Playbook for a Product/DevOps transformation
Contents
In the late 1970s, the U.S. automotive industry went into a quality crisis and was surpassed by the Japanese, who could assemble a car comparable to theirs with 60 percent of the effort and far less quality problems. Ford and General Motors eventually realized what was going on in Japan and adopted lean principles to help save themselves.
In the last ten years, tech companies went through a similar change through the adoption of cloud computing and DevOps. The DevOps movement started as a better way for operations and development teams to work together.

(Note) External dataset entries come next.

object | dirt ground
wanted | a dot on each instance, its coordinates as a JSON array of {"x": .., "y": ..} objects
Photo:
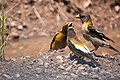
[{"x": 33, "y": 23}]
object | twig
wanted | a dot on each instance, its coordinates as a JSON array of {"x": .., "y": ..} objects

Since then, it has become an umbrella for all sorts of tools and practices to improve business agility and organizational performance in the Age of Software.
This post is a compilation of ideas from the DevOps community, aimed at companies that have adopted DevOps technologies and practices, but not the culture. Typically, such companies have a functional organizational structure, with role-based teams and people working on many projects. They are on the cloud, but struggle with quality, complexity and ownership issues; have difficulty scaling the teams and aligning on priorities. This post suggests what can be done to improve, and further reading material.

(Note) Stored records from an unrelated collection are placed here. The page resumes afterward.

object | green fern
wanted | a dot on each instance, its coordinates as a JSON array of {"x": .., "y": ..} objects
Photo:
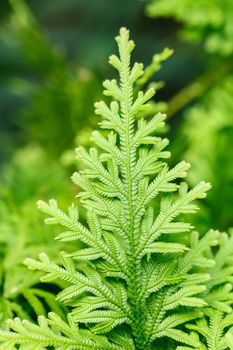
[{"x": 139, "y": 277}]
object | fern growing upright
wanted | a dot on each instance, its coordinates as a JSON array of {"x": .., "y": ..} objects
[{"x": 138, "y": 277}]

How functional silos harm quality and stability
Traditional IT organizations follow a functional structure which divides employees into teams based on their role or specialty—e.g. Product, Engineering, Infrastructure, QA and Ops. In this structure, the primary team of an employee is their functional team; their tribal identity is aligned to their department, and each employee is assigned to multiple projects. Such structure enables local optimizations within each department, but introduces silos, handovers, ownership issues, and is less effective when measured by end-to-end value delivery. A functional organization optimizes for cost, not outcomes.
A functional organizational structure harms stability—and quality in general—in the following ways:
- Blind spots: team silos and handovers create blind spots which lead to quality and stability issues. Each handover causes massive information loss due to tacit knowledge, which remains with the creator and is never handed over. As a result, when systems are developed and operated by different teams, first responders have insufficient information to react effectively to incidents.
- Cognitive overload: humans have limited cognitive capacity (e.g. working memory) and make mistakes when dealing with too much complexity. As people are assigned to more projects, they suffer more cognitive overload, make more mistakes, and are more likely to burnout.
- Diffusion of responsibility: humans experience less social pressure and feel less responsibility when their performance is difficult to assess amid a crowd. People feel less responsibility when assigned to multiple projects, and teams feel less responsibility for shared issues.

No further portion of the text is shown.